Based on the events mentioned, in September 2003, Mr. Khanna
filed a purported class action and a derivative lawsuit against
the company's current and former directors.  

On Aug. 3, 2004, Mr. Khanna amended his complaint and two
additional purported shareholders joined the lawsuit.  In this
action the plaintiffs seek recovery on behalf of the company
from the individual defendants for their purported breach of
fiduciary duty.  

Plaintiffs also seek to invalidate the company's election of
directors in 2002, 2003 and 2004 because they claim that the
company's proxy statements were misleading.

On Oct. 11, 2004, the company filed a motion to dismiss the
amended complaint in its entirety and a motion to disqualify Mr.
Khanna and the additional plaintiffs as class representatives.

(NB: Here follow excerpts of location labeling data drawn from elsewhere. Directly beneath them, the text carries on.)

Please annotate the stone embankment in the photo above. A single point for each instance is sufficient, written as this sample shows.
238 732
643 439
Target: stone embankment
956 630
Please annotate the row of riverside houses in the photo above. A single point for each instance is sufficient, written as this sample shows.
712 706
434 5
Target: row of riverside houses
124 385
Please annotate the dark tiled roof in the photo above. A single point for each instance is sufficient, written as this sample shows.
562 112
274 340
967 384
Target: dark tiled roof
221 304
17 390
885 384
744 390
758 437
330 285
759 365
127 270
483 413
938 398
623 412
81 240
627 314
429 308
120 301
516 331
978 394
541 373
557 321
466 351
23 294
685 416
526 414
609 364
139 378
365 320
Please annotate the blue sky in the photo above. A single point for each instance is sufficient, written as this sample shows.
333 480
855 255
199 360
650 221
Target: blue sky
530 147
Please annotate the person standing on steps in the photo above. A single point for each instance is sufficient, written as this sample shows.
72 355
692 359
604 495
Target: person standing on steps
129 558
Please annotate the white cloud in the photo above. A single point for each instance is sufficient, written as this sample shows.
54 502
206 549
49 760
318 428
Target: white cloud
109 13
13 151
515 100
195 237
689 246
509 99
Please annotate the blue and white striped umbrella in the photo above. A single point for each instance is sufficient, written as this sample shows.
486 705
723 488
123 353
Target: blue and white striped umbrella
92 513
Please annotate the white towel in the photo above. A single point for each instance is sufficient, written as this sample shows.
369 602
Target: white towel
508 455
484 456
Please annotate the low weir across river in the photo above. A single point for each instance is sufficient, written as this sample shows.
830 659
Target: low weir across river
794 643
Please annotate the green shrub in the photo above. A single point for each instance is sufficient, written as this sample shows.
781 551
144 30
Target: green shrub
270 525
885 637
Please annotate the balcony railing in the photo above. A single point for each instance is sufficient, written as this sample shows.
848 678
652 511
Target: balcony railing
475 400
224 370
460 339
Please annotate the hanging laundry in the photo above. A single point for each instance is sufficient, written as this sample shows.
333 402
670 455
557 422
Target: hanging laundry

On May 9, 2006, the court dismissed several of the claims for
breach of fiduciary duty as well as the claims relating to the
company's proxy statements.  The court also determined that Mr.
Khanna could no longer serve as a plaintiff in this matter.

Based in San Jose, California, Covad Communications Group, Inc.
-- http://www.covad.com/-- provides voice and data  
communications products and services to consumers and businesses
throughout the U.S. in approximately 235 major metropolitan
areas in 44 states.  The company's products and services include
high-speed, or broadband, data communications, Internet access
connectivity, voice over Internet protocol (VoIP) telephony and
a variety of related services.  It primarily uses digital
subscriber line (DSL) and DS-1, also referred to as T-1,
technologies to deliver its services.


GRAPHITE SUPPLIERS: N.J. Court Certifies Class in Antitrust Case
----------------------------------------------------------------
The U.S. District Court for the District of New Jersey certified
a class in the consolidated lawsuit, "In re: Bulk [Extruded]
Graphite Products Antitrust Litigation, Master File No. 02-CV-
06030 (WHW)."

Initially, purchasers of bulk extruded graphite products filed
several class actions against certain companies.  Those named as
defendants are:

      -- UCAR Carbon Company and GrafTech International,
         Ltd. (collectively "GTI"),
      -- SGL Carbon Corp.,
      -- SGL Carbon, LLC,
      -- SGL Carbon AG,
      -- SGL Carbon GmbH
      -- Robert J. Koehler,
      -- Robert P. Krass, and
      -- Robert J. Hart.

The lawsuits were later consolidated before the court.  In the
consolidated suit, plaintiffs allege that defendants entered
into a combination, conspiracy or agreement to fix, maintain,
raise or stabilize the prices of bulk extruded graphite products
sold in the U.S. in violation of the federal antitrust laws
during the period from Jan. 1, 1993 to Dec. 31, 1998.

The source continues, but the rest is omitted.